In the 1500s, an archbishop in Germany blamed 120 citizens of a village of causing the severe weather. All 120 were burned to death as witches for “interfering with the elements.” After the Salem witch trials, 19 of those convicted of being witches were hanged. One man who refused to enter any kind of plea was crushed to death in an attempt to force him to enter a plea, and at least five more of the convicted died in prison. None were burned at the stake.
And all of those accused and convicted of being witches weren’t young women. Of the 19 convicted, 14 of them were women and five were men. Another wrong assumption is that all of the Salem witch trials were held in Salem, Massachusetts. Actually, the trials were conducted in Salem Town, Salem Village, Ipswich, and Andover.

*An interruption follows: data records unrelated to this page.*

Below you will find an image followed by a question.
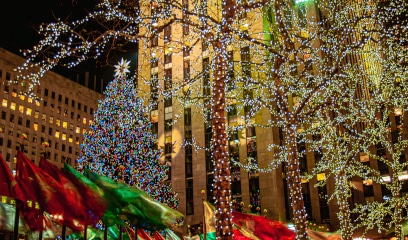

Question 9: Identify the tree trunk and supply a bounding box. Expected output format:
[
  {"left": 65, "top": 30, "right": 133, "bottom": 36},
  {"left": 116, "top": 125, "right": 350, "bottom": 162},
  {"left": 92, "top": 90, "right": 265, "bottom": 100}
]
[
  {"left": 211, "top": 0, "right": 236, "bottom": 237},
  {"left": 337, "top": 172, "right": 353, "bottom": 240},
  {"left": 286, "top": 123, "right": 308, "bottom": 239},
  {"left": 212, "top": 41, "right": 232, "bottom": 239}
]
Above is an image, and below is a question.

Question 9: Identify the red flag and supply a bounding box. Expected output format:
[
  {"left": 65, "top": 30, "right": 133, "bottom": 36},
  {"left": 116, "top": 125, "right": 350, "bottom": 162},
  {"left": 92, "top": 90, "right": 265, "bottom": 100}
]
[
  {"left": 16, "top": 151, "right": 84, "bottom": 231},
  {"left": 39, "top": 158, "right": 107, "bottom": 226},
  {"left": 0, "top": 154, "right": 23, "bottom": 200},
  {"left": 137, "top": 228, "right": 152, "bottom": 240},
  {"left": 232, "top": 211, "right": 296, "bottom": 240},
  {"left": 153, "top": 231, "right": 166, "bottom": 240}
]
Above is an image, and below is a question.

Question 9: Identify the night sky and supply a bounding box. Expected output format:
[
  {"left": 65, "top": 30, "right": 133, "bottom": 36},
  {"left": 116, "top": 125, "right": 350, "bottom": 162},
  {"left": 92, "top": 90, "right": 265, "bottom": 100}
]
[{"left": 0, "top": 0, "right": 119, "bottom": 92}]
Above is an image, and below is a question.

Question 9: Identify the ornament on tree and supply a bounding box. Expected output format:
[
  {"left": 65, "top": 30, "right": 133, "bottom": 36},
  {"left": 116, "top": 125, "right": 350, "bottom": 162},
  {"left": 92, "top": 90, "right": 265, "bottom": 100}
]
[{"left": 78, "top": 58, "right": 179, "bottom": 208}]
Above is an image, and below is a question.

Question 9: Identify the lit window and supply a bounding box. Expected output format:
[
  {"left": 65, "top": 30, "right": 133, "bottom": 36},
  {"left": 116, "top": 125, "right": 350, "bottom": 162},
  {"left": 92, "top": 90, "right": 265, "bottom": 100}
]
[{"left": 317, "top": 173, "right": 326, "bottom": 181}]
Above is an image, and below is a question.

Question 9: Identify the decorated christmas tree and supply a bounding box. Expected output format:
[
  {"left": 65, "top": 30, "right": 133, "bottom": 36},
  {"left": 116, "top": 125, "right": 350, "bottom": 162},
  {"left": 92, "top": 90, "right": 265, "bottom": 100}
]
[{"left": 78, "top": 59, "right": 178, "bottom": 208}]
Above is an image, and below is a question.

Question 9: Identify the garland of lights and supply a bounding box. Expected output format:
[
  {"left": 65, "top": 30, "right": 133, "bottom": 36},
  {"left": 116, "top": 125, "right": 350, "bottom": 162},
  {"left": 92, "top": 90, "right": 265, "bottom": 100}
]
[{"left": 11, "top": 0, "right": 408, "bottom": 239}]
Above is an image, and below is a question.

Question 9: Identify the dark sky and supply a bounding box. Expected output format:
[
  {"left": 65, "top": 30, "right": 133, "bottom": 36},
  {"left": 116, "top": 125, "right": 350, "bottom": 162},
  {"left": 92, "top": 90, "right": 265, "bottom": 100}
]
[{"left": 0, "top": 0, "right": 118, "bottom": 91}]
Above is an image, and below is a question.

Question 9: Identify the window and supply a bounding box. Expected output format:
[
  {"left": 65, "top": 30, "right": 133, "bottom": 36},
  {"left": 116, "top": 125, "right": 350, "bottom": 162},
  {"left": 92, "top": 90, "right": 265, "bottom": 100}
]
[
  {"left": 183, "top": 60, "right": 190, "bottom": 82},
  {"left": 164, "top": 25, "right": 171, "bottom": 41}
]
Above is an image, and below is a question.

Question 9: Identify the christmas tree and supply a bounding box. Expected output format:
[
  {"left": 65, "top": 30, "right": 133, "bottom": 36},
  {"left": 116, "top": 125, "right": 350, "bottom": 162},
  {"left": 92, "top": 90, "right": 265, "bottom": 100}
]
[{"left": 78, "top": 59, "right": 178, "bottom": 208}]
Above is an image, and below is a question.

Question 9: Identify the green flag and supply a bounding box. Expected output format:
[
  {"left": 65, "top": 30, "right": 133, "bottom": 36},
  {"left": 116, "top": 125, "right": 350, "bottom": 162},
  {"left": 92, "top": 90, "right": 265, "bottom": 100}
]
[{"left": 84, "top": 170, "right": 184, "bottom": 230}]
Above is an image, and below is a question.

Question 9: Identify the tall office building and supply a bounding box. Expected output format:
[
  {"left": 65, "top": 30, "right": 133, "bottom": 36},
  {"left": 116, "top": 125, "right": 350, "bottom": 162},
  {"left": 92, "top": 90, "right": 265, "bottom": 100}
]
[
  {"left": 0, "top": 49, "right": 103, "bottom": 171},
  {"left": 138, "top": 0, "right": 406, "bottom": 234}
]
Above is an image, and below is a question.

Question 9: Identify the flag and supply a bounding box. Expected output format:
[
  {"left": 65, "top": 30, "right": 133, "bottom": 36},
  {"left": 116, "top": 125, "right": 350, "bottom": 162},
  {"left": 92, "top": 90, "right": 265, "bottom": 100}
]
[
  {"left": 64, "top": 164, "right": 124, "bottom": 227},
  {"left": 16, "top": 151, "right": 84, "bottom": 231},
  {"left": 39, "top": 158, "right": 107, "bottom": 226},
  {"left": 84, "top": 169, "right": 184, "bottom": 231},
  {"left": 153, "top": 231, "right": 166, "bottom": 240},
  {"left": 137, "top": 228, "right": 156, "bottom": 240},
  {"left": 166, "top": 229, "right": 181, "bottom": 240},
  {"left": 232, "top": 211, "right": 296, "bottom": 240},
  {"left": 0, "top": 154, "right": 24, "bottom": 200}
]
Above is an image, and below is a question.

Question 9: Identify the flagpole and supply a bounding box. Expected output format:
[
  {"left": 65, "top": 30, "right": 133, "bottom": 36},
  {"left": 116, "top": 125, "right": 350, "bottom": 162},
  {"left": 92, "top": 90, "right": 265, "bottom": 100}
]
[
  {"left": 61, "top": 224, "right": 67, "bottom": 239},
  {"left": 13, "top": 199, "right": 20, "bottom": 240},
  {"left": 84, "top": 225, "right": 88, "bottom": 240},
  {"left": 103, "top": 224, "right": 108, "bottom": 240},
  {"left": 201, "top": 190, "right": 207, "bottom": 240},
  {"left": 119, "top": 225, "right": 123, "bottom": 240}
]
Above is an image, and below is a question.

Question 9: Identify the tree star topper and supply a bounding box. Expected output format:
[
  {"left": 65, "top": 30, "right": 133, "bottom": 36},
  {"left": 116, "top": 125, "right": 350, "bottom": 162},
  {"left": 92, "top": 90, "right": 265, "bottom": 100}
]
[{"left": 115, "top": 58, "right": 130, "bottom": 77}]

Conversely, government and the rule of law in Puritan New England were based upon a kind of theocracy that was closely related to the “Popery” of the Roman Catholic Church, which the residents dearly hated. A few protested and pointed out the “separation of church and state” idea, but they were ignored.
The Puritans believed in an invisible world inhabited by God and the angels (good) and the Devil and his fellow demons (evil). To the Puritans, the lines were clear: anything and anybody who did not abide by the Puritan beliefs were evil and, therefore, Devil worshippers.
The Salem witch trials probably provide the most profound reason for all of us to fight for the separation of church and state.